Suicidal thoughts and seeking help

Are you having thoughts of harming yourself?

 

If you are having thoughts about harming yourself, or if you know someone who is thinking about harming themselves, it’s important to talk to someone.

This could be a friend, a family member, a counsellor, a youth worker or a doctor.

Remember you’re not alone, it can be very scary but many people have experienced these thoughts and there is support available to help.   

You can also visit these online services:  

If you’re feeling overwhelmed and need to speak with someone now, you can call these services where a trained mental health professional can provide private and confidential support available 24/7.

Are you nervous about seeking professional help?

 

If you are worried or cautious about taking the first steps to seeking professional help, it can be helpful to talk to someone you trust before hand. Like a friend, a parent, or a youth worker or school councillor.

Meeting up with a support person at a location that makes you feel more relaxed can also be helpful.

If you are having trouble getting the words out, you can also use creative ways to express how you feel – try writing it down, painting how you feel, or making some music.  

If you’re nervous about talking to someone – it can help to practice what you will say and how you will say it.

Reach Out have more information about how to talk to someone you trust. 

More Information

Friends or family experiencing mental health conditions

Talking to someone who is experiencing a mental health condition

 

When you know someone who is experiencing a mental health condition you might be the person that they come to for help, or you might notice that a friend of family member is acting a bit differently.

You might be noticing differences in their behaviour, maybe they are sad or being withdrawn, or maybe they are being a bit more ‘extra’ (excitable) than usual.

You might want to be there for the person if you see these things or if they come to speak to you about how they feel. It’s important to remember that you should always encourage the person to seek professional help as well.

These organisations have more information on how to help a friend experiencing a mental health condition.

Is your parent, guardian or carer experiencing mental health conditions?

 

If you think or you know that your parent, guardian or carer is experiencing mental health conditions, you can visit Children oParents with a Mental Illness (COPMI).

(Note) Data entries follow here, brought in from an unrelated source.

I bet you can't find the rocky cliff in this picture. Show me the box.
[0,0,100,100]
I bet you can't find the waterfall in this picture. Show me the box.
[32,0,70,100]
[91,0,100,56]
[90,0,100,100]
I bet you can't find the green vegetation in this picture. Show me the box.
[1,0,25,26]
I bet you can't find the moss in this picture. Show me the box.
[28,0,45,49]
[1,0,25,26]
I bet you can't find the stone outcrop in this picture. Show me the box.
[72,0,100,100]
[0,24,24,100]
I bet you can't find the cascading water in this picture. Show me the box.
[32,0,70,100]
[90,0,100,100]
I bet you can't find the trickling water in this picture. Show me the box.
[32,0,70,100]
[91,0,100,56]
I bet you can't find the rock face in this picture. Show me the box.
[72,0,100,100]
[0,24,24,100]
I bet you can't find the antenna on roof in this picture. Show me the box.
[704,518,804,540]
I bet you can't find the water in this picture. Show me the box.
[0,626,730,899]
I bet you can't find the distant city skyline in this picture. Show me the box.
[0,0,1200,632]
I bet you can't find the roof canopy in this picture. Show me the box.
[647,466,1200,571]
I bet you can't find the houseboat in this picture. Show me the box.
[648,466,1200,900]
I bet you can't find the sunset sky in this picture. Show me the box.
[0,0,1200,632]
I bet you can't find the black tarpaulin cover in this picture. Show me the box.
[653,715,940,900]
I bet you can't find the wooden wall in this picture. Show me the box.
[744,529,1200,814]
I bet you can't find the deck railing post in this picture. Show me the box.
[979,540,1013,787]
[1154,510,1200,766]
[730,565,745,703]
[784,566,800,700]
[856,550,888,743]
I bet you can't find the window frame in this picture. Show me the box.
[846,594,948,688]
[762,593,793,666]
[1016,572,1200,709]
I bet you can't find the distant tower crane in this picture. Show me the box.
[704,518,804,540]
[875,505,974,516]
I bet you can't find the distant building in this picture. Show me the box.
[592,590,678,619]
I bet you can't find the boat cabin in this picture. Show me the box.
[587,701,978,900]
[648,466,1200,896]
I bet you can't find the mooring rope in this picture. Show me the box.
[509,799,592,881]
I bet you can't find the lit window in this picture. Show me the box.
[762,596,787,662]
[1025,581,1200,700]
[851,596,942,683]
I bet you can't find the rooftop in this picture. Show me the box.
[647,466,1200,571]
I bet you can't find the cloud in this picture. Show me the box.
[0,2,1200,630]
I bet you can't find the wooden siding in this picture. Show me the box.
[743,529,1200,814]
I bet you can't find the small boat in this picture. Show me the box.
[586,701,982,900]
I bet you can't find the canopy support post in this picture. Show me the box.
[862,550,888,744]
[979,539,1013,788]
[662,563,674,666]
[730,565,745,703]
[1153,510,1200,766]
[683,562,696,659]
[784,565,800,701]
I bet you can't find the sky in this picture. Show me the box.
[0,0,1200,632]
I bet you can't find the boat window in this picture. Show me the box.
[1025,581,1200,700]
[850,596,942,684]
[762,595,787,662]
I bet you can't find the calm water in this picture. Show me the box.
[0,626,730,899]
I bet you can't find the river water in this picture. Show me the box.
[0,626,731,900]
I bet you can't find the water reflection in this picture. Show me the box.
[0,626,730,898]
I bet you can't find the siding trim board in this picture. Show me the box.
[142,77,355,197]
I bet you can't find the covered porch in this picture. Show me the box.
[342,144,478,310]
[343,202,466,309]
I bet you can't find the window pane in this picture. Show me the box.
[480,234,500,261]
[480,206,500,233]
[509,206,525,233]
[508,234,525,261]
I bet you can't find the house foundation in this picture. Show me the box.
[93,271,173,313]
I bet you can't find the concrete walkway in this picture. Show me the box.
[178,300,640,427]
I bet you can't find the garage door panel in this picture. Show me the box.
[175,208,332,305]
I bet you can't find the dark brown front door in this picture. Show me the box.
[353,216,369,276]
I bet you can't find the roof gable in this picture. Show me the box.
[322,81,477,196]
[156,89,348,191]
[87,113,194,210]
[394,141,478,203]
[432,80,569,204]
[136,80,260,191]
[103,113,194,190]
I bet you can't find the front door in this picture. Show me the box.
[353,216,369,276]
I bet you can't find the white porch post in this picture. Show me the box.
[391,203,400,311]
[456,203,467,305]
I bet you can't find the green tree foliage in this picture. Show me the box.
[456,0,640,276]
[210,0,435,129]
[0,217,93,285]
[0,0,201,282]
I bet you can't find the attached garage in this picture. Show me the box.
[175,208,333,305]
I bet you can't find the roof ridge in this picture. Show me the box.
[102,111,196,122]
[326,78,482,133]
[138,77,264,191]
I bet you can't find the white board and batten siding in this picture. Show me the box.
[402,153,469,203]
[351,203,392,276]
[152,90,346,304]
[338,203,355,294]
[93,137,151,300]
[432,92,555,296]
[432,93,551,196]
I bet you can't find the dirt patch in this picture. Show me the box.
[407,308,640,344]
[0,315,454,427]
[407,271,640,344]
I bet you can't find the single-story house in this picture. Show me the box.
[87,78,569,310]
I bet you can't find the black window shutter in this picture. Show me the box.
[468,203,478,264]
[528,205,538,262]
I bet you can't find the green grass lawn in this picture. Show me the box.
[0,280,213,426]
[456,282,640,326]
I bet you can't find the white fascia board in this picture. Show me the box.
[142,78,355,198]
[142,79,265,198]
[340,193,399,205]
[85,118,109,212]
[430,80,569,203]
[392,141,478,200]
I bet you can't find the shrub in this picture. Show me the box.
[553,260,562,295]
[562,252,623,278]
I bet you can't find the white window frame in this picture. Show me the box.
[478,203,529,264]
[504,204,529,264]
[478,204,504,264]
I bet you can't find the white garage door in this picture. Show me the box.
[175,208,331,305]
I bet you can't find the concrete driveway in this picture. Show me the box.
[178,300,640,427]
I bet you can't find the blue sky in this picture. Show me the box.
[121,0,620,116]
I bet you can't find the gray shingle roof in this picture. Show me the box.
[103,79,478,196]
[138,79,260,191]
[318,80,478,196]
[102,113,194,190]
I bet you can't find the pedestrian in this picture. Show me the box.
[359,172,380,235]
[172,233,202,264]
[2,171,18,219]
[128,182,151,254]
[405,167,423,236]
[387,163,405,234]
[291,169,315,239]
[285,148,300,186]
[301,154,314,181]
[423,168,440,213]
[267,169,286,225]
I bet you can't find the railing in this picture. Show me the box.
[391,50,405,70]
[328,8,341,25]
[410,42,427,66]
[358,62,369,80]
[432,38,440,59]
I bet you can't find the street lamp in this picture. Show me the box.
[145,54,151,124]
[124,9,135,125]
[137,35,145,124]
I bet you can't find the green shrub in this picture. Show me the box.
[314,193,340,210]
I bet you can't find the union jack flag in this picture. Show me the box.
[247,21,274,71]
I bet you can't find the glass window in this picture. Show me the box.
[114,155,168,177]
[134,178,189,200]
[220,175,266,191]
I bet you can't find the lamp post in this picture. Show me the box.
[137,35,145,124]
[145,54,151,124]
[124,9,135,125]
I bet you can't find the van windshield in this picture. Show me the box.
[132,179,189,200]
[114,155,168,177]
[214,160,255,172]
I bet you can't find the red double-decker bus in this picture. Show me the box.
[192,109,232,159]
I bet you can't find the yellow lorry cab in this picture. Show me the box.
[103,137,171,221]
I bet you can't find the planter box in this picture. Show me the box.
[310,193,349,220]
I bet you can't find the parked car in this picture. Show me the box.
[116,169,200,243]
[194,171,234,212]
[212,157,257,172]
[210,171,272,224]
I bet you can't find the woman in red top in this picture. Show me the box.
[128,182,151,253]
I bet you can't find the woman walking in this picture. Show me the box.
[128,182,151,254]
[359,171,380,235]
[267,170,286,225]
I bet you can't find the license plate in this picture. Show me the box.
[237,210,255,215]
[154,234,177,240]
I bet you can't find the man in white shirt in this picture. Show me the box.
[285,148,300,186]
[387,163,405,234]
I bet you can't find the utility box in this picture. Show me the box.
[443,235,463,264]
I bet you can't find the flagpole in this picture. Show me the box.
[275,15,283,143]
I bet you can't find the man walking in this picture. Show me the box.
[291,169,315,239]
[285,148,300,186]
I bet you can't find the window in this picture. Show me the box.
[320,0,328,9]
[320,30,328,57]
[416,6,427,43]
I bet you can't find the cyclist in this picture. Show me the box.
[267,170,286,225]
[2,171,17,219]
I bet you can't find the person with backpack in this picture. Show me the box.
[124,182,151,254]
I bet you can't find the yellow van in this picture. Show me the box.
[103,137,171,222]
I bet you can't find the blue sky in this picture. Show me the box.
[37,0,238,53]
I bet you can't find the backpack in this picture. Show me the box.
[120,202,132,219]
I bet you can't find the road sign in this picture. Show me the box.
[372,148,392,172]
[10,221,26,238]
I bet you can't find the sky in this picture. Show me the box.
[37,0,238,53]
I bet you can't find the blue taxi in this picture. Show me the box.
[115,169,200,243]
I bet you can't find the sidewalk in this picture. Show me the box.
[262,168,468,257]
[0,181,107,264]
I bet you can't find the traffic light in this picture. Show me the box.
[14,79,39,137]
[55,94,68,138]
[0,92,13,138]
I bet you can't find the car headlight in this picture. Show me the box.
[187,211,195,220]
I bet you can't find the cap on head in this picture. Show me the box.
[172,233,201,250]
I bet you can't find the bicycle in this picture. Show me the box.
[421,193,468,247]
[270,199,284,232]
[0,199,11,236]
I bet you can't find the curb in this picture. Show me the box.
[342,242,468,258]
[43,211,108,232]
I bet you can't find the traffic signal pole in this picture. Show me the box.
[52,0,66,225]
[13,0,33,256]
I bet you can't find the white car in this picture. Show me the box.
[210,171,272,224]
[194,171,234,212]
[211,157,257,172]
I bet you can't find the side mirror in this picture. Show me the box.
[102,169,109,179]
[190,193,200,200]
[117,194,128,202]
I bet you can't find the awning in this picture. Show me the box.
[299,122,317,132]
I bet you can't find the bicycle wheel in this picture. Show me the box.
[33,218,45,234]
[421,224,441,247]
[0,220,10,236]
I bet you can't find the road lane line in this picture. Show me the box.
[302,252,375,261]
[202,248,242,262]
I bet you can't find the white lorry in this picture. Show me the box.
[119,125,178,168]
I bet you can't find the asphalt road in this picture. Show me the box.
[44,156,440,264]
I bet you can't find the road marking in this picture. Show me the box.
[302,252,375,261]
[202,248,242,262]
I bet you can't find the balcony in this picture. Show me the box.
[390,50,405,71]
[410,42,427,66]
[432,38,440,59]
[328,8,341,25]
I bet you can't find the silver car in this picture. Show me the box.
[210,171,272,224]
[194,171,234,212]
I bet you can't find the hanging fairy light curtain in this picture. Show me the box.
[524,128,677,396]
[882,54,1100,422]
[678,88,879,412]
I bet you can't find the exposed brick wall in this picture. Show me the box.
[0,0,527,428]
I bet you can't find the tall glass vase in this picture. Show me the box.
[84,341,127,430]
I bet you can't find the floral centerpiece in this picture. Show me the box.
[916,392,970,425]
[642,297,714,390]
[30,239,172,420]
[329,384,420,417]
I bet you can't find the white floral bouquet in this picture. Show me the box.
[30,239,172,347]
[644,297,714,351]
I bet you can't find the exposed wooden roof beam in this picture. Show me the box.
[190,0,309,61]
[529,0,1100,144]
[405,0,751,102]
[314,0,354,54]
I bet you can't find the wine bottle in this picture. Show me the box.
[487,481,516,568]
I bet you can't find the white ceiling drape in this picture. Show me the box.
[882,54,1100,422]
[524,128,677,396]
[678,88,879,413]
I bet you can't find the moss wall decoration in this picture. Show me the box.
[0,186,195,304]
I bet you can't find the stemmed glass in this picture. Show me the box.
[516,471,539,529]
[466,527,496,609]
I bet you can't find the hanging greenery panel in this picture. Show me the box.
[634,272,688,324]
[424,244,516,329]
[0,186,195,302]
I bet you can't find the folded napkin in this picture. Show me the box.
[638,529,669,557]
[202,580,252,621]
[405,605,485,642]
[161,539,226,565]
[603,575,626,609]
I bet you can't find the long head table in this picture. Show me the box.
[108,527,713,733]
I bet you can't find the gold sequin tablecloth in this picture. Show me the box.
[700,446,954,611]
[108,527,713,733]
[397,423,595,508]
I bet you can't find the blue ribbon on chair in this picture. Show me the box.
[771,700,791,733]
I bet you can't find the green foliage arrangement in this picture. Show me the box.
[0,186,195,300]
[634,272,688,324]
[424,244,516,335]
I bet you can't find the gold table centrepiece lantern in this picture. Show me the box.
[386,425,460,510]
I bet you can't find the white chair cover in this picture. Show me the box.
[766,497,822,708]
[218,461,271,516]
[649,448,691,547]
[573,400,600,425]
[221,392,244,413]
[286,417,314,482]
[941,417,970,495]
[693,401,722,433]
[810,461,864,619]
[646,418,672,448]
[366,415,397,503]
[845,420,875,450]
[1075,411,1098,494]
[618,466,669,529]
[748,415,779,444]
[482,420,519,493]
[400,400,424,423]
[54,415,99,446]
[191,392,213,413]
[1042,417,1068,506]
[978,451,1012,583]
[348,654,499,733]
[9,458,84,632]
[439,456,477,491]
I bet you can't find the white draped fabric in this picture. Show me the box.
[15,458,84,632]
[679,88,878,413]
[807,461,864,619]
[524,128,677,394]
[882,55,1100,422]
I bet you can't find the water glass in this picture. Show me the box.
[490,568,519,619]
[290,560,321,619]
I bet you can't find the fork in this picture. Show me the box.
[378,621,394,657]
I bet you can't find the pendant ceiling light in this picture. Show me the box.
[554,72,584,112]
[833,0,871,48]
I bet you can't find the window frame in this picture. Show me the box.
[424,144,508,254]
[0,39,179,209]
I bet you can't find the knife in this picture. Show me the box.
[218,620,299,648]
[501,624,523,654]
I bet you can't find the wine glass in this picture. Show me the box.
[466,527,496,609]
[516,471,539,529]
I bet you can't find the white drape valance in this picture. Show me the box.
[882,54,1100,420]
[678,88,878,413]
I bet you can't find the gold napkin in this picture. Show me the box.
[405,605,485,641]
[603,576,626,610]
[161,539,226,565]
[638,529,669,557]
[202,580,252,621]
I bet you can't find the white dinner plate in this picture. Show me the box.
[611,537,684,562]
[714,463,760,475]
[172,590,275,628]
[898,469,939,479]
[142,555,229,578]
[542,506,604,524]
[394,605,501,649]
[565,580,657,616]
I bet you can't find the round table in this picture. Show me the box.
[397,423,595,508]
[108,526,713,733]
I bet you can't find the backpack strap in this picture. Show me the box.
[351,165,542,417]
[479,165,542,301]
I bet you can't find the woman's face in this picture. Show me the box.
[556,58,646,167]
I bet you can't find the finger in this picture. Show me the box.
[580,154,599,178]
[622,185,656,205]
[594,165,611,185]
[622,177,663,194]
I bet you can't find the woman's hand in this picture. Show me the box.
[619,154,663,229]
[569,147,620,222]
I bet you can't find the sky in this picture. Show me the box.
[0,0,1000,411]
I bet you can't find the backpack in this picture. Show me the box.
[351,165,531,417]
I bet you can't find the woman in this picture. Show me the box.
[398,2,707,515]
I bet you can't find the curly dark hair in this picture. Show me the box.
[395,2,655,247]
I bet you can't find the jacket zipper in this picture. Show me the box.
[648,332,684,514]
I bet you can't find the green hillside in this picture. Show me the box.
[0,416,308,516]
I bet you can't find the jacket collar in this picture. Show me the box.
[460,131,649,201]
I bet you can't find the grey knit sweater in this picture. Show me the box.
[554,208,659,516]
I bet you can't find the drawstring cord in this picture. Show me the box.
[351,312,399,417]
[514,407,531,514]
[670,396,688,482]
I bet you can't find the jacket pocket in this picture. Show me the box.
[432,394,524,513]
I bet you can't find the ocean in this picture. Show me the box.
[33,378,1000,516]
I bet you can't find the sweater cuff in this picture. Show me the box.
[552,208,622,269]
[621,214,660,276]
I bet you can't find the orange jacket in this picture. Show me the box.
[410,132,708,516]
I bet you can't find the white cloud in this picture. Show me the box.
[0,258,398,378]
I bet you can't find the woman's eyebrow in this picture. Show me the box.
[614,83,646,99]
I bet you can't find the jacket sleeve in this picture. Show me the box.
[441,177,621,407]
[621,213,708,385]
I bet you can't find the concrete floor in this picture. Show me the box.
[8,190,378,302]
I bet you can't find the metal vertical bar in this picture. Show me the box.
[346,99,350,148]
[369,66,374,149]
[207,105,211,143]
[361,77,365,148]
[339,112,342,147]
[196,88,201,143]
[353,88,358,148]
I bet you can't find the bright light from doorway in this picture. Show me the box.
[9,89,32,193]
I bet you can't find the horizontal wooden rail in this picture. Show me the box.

COPMI have information and videos explaining what might be happening to your parent or guardian, how you can support them, and how to look after your own mental health.  

Helping a friend who is having thoughts of suicide

 

If you have a friend who has talked to you about having thoughts of suicide or who is feeling suicidal, it’s important to know that you can only help them by listening to them and being there for them.

Suicidal thoughts are very serious and should not be ignored or brushed off as something they will ‘get over’. You can encourage your friend and help them to access some professional support.

You could help them by being there with them when they call a support service like Kids Helpline or Lifeline or by helping them book a ‘Mental Health Care Plan‘ appointment and going with them to see a doctor.

Remember, this can be very hard for both of you and their feelings are not your fault, you also need to look after your own mental health.

You can also contact Kids Helpline or Lifeline to ask for advice on how you can best support your friend.